Mantabase is a scalable Web Crawling and Scraping API. It handles every step of a web crawling process: Proxies, Rendering, Data Extraction, Navigation, Scheduling, Storing the Datasets, and much more!
Getting Started
Auth & API Key
Authentication is done via the Bearer Authentication with your Mantabase API Key.
How it works
The typical process to build a new Mantabase crawler goes as follow:
Steps: Write the set of instructions on how to crawl and scrape the websitePreview: Send the crawling steps to thepreviewendpoint while developing to iterate and get feedbackCrawler: Once you're happy with the configuration of your crawler, you cansaveitRun: Run the crawler, either programmatically or by setting a frequencyDataset: Retrieve the dataset, either via API or by setting an export option
Examples
curl 'https://api.mantabase.com/1/preview' \ -H 'Authorization: Bearer $MANTABASE_API_KEY' \ -H 'Content-Type: application/json' \ -d '{ "steps": [ "url(https://news.ycombinator.com/)", "pagination_next(a[rel=\"next\"])", "click_links(span.age a)", { "object(hn_post)": { "attributes": { "title": ".titleline", "link_url": ".titleline a @href", "user": "a.hnuser", "user_link": "a.hnuser @href", "score": "to_number(.score)", "nb_comments": "to_number(.subline > a:last-child)", "time_ago": ".subline a:last-child" } } } ] }'
Preview
The preview endpoint allows you to iterate quickly and get feedback while you're configuring your crawler.

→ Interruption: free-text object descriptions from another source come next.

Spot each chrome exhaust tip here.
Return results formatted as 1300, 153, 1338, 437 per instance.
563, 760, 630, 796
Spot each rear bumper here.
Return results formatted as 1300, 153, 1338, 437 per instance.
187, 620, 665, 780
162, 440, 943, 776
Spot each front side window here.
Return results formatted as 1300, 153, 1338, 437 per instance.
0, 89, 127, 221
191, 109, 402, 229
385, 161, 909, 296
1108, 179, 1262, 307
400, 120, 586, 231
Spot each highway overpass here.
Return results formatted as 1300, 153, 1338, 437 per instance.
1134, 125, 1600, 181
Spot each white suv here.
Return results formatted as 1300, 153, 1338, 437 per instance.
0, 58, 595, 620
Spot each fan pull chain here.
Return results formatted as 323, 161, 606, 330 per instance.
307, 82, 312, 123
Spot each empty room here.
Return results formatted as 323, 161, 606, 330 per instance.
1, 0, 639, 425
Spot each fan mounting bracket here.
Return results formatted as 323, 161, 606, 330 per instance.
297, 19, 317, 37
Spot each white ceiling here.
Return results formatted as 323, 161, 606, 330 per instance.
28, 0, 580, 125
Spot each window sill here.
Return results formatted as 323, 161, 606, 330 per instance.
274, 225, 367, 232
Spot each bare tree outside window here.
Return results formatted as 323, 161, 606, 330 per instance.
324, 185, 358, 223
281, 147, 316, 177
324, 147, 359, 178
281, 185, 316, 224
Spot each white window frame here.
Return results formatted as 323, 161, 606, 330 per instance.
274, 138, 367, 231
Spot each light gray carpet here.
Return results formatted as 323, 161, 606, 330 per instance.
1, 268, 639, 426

POST api.mantabase.com/1/preview
=> { "status": "success", "steps": [...], "messages": [...] }
It takes the same parameters as regular crawlers and:
- has a more verbose output to help you iterate
- only runs the first page of each navigation/pagination loops, to return a sample dataset quickly
Once you're happy with the configuration of your crawler, you can save it.
Crawlers
A Crawler is the set of instructions on how to crawl and scrape a website, when to crawl it, and where to export the dataset.
Set
After iterating on your crawler configuration in preview, you can save the crawler
POST api.mantabase.com/1/crawlers/{crawler_ID?}
params = { "steps": [...], "frequency": {...}, ... }
=> { "status": "success", "crawler_id": 12345 }
This will create a new crawler if crawler_ID is not provided or new, and update a crawler if you provide an existing crawler_ID.
Get
Get a crawler and its configuration
GET api.mantabase.com/1/crawlers/{crawler_ID}
=> { "crawler_id": 12345, steps: [...] }
Delete
Delete a crawler
DELETE api.mantabase.com/1/crawlers/{crawler_ID}
=> { "status": "success" }
List
List all saved crawlers
GET api.mantabase.com/1/crawlers
=> [{ "crawler_id": 12345, steps: [...] }]
Runs
A Run of a crawler is one crawl of a website.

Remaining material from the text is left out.